College essay topic

So yesterday I wrote my rought draft for my common app essay on the topic of failure. I wrote about how one year when I tutored a kid I failed to become the teacher and instead became the student. I had failed to teach the kid how to read in an entire year. Even though I failed to teach her, my student taught me how failure doesn’t measure success.

I hope that summary makes sense. But anyways I chose this topic because tutoring these underprivileged kids in reading has dominated my high school career. It is something I love and want to continue for the rest of my life. I read online that it is best to start an essay with kind of like an antedote and then to get to the point, so it started my essay talking about how I won the contest for taking the fastest shower at camp. It plays off the idea that I was not going to fail at taking the fastest shower.
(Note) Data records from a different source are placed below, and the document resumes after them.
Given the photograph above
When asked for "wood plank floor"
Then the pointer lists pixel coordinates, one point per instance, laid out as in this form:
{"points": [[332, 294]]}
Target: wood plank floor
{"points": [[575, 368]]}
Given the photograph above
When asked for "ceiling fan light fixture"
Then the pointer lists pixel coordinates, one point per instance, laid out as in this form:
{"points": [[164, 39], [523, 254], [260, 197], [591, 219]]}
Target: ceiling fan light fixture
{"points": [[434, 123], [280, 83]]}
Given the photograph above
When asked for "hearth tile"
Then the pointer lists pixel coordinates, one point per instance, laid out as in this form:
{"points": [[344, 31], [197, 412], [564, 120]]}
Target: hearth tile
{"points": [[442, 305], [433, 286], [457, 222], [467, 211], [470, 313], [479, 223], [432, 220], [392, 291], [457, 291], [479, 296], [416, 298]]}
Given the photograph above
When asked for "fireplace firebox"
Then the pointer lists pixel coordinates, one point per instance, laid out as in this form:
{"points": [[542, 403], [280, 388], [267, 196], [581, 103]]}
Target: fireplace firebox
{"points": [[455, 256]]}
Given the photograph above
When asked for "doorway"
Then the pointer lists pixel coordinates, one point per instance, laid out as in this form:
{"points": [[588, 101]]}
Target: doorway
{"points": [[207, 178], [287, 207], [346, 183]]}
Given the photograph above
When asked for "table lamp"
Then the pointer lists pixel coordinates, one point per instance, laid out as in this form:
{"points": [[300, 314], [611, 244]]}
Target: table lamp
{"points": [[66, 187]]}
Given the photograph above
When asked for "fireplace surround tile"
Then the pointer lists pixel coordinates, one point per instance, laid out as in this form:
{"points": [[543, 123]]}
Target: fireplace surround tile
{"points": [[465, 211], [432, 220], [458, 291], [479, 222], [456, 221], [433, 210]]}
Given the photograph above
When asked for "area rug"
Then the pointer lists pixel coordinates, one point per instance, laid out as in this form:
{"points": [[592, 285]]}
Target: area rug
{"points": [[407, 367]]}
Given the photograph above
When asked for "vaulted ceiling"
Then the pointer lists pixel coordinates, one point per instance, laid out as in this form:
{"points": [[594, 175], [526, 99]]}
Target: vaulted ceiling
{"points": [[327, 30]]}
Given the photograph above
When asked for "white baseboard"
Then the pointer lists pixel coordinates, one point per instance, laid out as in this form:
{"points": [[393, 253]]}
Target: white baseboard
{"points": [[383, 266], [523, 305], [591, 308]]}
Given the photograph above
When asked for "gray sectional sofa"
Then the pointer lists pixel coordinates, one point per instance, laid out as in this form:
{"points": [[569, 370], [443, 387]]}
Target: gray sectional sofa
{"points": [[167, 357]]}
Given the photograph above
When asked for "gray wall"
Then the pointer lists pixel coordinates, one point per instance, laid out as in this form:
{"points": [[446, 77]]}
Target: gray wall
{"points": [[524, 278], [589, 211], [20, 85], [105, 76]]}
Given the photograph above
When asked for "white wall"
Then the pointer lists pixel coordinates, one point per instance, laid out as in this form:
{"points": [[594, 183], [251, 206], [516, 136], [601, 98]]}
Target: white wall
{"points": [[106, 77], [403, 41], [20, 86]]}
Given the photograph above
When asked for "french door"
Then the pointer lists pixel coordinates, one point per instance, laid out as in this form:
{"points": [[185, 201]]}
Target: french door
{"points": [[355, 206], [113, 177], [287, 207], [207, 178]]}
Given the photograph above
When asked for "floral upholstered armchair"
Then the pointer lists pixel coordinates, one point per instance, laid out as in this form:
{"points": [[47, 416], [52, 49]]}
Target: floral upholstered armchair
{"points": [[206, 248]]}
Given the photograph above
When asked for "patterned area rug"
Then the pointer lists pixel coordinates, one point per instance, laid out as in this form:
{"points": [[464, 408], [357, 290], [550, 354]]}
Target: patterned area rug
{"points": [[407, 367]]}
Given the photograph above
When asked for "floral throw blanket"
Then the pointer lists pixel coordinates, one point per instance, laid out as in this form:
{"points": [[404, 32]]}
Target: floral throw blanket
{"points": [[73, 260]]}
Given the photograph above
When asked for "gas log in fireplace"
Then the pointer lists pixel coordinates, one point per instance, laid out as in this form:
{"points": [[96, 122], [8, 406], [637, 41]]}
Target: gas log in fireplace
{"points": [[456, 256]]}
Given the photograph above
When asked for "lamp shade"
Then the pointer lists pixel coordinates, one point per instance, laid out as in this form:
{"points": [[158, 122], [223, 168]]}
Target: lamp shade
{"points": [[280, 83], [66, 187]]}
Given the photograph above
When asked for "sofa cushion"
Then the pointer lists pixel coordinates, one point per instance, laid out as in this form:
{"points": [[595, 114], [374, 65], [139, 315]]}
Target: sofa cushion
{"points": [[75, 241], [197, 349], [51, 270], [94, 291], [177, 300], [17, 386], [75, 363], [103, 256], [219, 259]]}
At first glance, I think your topic is ok (I mean depending on how you wrote it it could come off as too much of a “savior” feel but I haven’t seen the actual essay), but the shower anecdote at the beginning really doesn’t connect well at all with the main subject of your essay. Just my opinion, though

@yonceonhismouth what do you mean by savior feel? Like that I am trying to be the savior to the kid I was tutoring? And I know the shower thing is a little far fetched, but I tied it back into my essay. I talked about how I’ve always been good at taking fast showers so it would be easy for me to win the contest. And then I compared that to how I always excelled in reading and so I thought that teaching a kid how to read from scratch would be pretty simple. My essay is really not trying to be at all like I am a savior. I am just talking about how I failed at something, but still some success came out of it.

No, I agree with @yonceonhismouth; the notion of you saying that you thought it would be easy to teach a kid how to read from scratch could definitely be construed as savior-ish. But again, I haven’t read the essay so I don’t know.

@Philpsych I understand where y’all are coming from. I guess I thought it would be easy because I had done it in years past with the tutoring program. As I revise and present it to my college counselor, I will definitely bring up the savior problem!

Yea, just to clarify I wasn’t saying that’s how you meant for it to sound, but often admissions officers get that “tone” from it because they read a lot of essays on that theme.